# Computation normal vectors

Hi everybody,

I am a beginner with lammps and I am trying to implement a new potential. This one is particular because the normal vectors of each pair of atoms is required, in order to calculate the force between the pair. My problem is the following :

Consider a system with N atoms (own). I compute the normal of each atom with the position of the 3 nearest neighbors. After that, I am looping over all the atoms to apply the potential with their neighbors. Unfortunately, the firstneigh list of each atom contains ghost atoms, whose normal is not calculated. I could calculate the normal of all the atoms (ghost + own) but it would take a huge amount of time. Given that, and thanks to the periodicity of the system, I would like to know the atom (included in my primary cell, i.e one of the N declared) that correspond to ghost atom and then use the normal of this atom instead of the normal of the ghost one.

More easily, I am looking for a function : GetOwnFromGhost

Thank you very much

Kilian THOMAS

If you run in parallel, there will typically be no atom

that you own that is an image (in a periodic sense) of

It sounds like what you want is to acquire the normal

vectors that are computed and stored by the owner

of each of the ghost atoms. You can do that within

a pair style by calling comm->forward_comm_pair()

which updates ghost atoms with values stored by each

ghost’s owner.

You have to provide a pack and unpack function for the normal

vector. See pair_eam.cpp for how it does this.

And see in the constructor how it sets comm_forward = 1.

You will need 3 if you are packing a vector.

Steve

Dear Steve,

If I am not using parallelism, is there a way to find directly the own atom?

Up to now, I calculate the normal of each own atom from the 3 nearest neighbors and store them into a new attribut of the class Atom.

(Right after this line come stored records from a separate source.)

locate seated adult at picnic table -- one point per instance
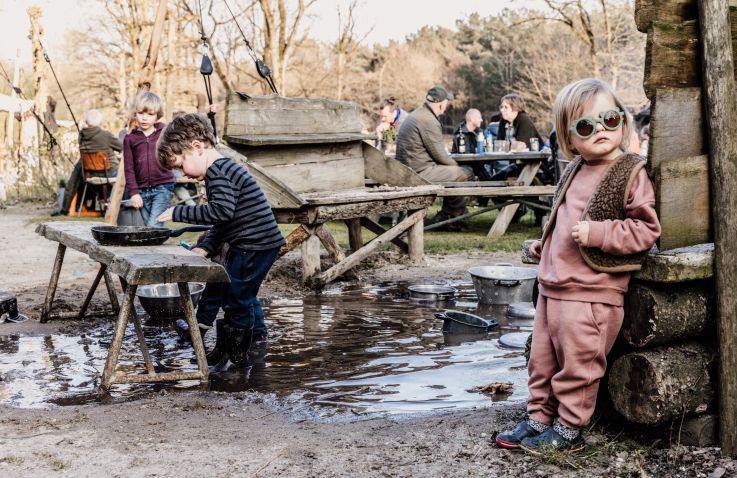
(92, 139)
(420, 146)
(469, 128)
(516, 123)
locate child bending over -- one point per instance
(602, 225)
(241, 217)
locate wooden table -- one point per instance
(516, 194)
(134, 266)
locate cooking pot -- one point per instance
(430, 293)
(457, 322)
(503, 284)
(138, 236)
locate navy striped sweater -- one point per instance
(237, 209)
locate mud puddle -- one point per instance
(363, 350)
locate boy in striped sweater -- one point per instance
(240, 216)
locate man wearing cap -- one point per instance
(420, 146)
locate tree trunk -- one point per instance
(653, 386)
(656, 315)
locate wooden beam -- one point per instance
(721, 114)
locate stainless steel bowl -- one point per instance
(503, 284)
(431, 293)
(163, 301)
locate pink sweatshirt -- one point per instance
(563, 273)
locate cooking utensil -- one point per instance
(431, 293)
(163, 301)
(138, 236)
(457, 322)
(503, 284)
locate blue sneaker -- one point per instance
(512, 439)
(550, 440)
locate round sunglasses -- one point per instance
(585, 127)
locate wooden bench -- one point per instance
(311, 159)
(134, 266)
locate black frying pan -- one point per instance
(138, 236)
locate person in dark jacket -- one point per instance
(470, 128)
(92, 139)
(516, 123)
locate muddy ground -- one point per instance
(201, 433)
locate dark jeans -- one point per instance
(247, 270)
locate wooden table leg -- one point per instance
(507, 214)
(95, 283)
(194, 329)
(108, 374)
(53, 282)
(416, 239)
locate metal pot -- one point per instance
(503, 284)
(163, 300)
(431, 293)
(457, 322)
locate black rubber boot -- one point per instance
(219, 352)
(238, 344)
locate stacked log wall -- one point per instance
(668, 373)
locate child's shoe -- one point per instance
(512, 439)
(551, 440)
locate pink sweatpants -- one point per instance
(570, 341)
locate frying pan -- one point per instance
(138, 236)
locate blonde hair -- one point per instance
(147, 102)
(569, 105)
(515, 101)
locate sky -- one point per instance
(390, 19)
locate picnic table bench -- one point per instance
(136, 265)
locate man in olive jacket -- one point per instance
(420, 146)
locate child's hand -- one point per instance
(536, 249)
(581, 233)
(166, 215)
(137, 201)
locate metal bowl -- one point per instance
(163, 301)
(431, 293)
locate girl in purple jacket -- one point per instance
(150, 186)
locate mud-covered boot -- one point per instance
(238, 343)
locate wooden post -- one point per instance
(721, 115)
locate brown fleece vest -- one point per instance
(608, 201)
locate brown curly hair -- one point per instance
(178, 135)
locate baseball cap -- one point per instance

Unfortunately, I don’t understand the pack and unpack function.
For example, in the PairEAM, we pack the fp into the buffer?

int PairEAM::pack_forward_comm(int n, int *list, double *buf, int pbc_flag, int *pbc)
{
int i,j,m;

m = 0;
for (i = 0; i < n; i++) {
j = list[i];
buf[m++] = fp[j];
}
return m;
}

Then, in my case, should I pack 3 vectors into the buffer ? :
atom[i].normal[0]

atom[i].normal[1]
atom[i].normal[2]

And for the unpack function, should I store the datas from the buffer into atom[i].normal?

best

Kilian

Dear Steve,

If I am not using parallelism, is there a way to find directly the own atom?

but *LAMMPS* is managing its simulation data always as if this was a
parallel run. moreover, LAMMPS doesn't apply minimum image conventions
but rather uses copies (aka ghosts) to represent them within the
cutoff.

Up to now, I calculate the normal of each own atom from the 3 nearest
neighbors and store them into a new attribut of the class Atom.
Unfortunately, I don't understand the pack and unpack function.
For example, in the PairEAM, we pack the fp into the buffer?

EAM does two communications. one is referred to as a forward
communication, the other as a reverse.
- forward communication transfers per atom properties from owned (aka
local) atoms to ghost atoms
- reverse communications transfers data from ghost atoms to local atoms.

the reverse communication is only needed if newton's 3rd law is used
for pairwise interactions, i.e. each pair that straddles the subdomain
boundaries is included in a neighbor list only once, even if one of
the atoms is a ghost. hence the subdomain, that holds this specific
ghost atom as a local atom needs to receive the additional data.

a reverse communication is also used to collect forces from ghost
atoms (also when newton's 3rd law is on for non-bonded pairs.
otherwise the pair is included twice and only the contribution to the
respective local atom is stored).

HTH,
axel.

Then, in my case, should I pack 3 vectors into the buffer ? :
atom[i].normal[0]

atom[i].normal[1]
atom[i].normal[2]

yes, that is the way to do it. Grep for pack_forward_comm in fixes

and pair styles and you will see many examples.

Steve

Dear Axel and Steve,

Thank you for all these explanations. I finally managed to solved my problem using the pack and unpack forward functions.